The rate of risky mortgages jumped within a year to 45% of total housing loans
In the shadow of rising interest rates and inflation: the Bank of Israel reveals a record in the rate of mortgages where the monthly repayment exceeds 30% of disposable income.
Despite the jump in risk, the banks trust the morality of paying the Israeli debt, which has been in its best period for 15 years • A mortgage consultant warns: "When the Bank of Israel intervenes it will be too late"
With an annual increase of 19%, housing prices have become one of the deepest crises facing the next government. Data published by the Bank of Israel in recent days reveal how fundamental the need for immediate treatment of the housing market in Israel is, and why it is better to do it now, before dealing with new mortgage borrowers becomes a need to help mortgage borrowers who cannot meet monthly repayments.
According to the data, although the volume of mortgages decreased in September by 21% to NIS 7.7 billion, the proportion of mortgages in which the monthly repayment exceeds 30% of the borrowers' disposable income jumped within one year from 34.9% (in October 2021) to approximately 45.2% Last September, breaking an all-time record. This means that the public of apartment buyers, especially young couples, is ready to take much bigger risks than before.
"Already today there are those who are not meeting their repayments"

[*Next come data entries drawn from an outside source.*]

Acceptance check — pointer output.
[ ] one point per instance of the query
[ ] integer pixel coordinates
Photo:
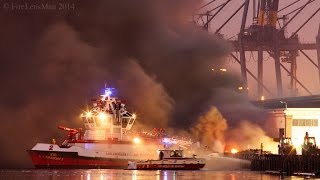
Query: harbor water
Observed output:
(115, 174)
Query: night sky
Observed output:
(55, 57)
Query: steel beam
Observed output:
(242, 51)
(260, 71)
(318, 50)
(277, 64)
(293, 67)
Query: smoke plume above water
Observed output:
(53, 62)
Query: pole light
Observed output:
(285, 118)
(283, 102)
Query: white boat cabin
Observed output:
(168, 154)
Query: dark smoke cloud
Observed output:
(53, 62)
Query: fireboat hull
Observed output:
(169, 166)
(71, 160)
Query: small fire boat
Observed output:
(169, 160)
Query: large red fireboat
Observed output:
(105, 141)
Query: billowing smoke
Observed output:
(210, 129)
(54, 61)
(250, 136)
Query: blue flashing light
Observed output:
(108, 91)
(166, 140)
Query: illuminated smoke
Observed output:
(210, 129)
(250, 136)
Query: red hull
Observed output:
(54, 159)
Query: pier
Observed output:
(288, 165)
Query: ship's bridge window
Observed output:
(175, 154)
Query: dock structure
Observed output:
(288, 165)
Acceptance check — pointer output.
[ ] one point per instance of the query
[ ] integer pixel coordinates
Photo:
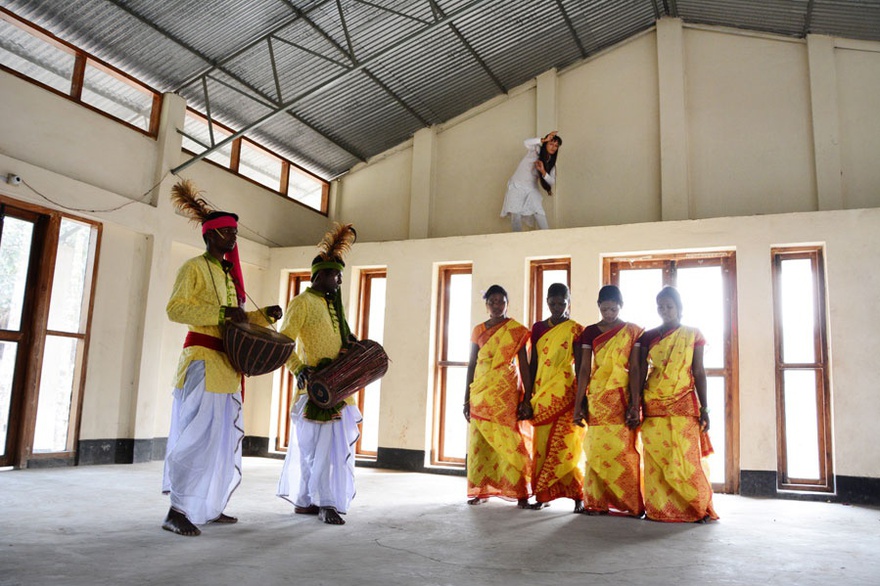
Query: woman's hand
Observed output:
(524, 410)
(633, 420)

"There are those who buy an apartment and take a mortgage that is too large, much larger than they can afford, and choke to the brim," says Oren Shalu, a member of the Association of Mortgage Consultants. "In a few months, when the Bank of Israel raises the interest rates again, it is possible that those people will collapse financially and the day will probably not be far when people will fall. Already today we are receiving calls from customers who are unable to meet their repayments. These are customers who, for example, took out their mortgage with a repayment of NIS 6,000 and after the interest rate increase (bank interest Israel jumped from 0.1% to 2.75% in six months, and 1.5% must be added to that to reach the prime interest rate, (f) their repayment is 7,000 or 7,300 shekels, and it kills them."
Shalev explains that the risk does not remain only around the monthly mortgage repayment. "In the end, her mortgage often ends up with additional loans. Many get into difficulty with their mortgage payments, take out more and more loans, with each loan increasing the gap between income and expenses. Thus, they create a situation where this wheel of loans will lead to their collapse."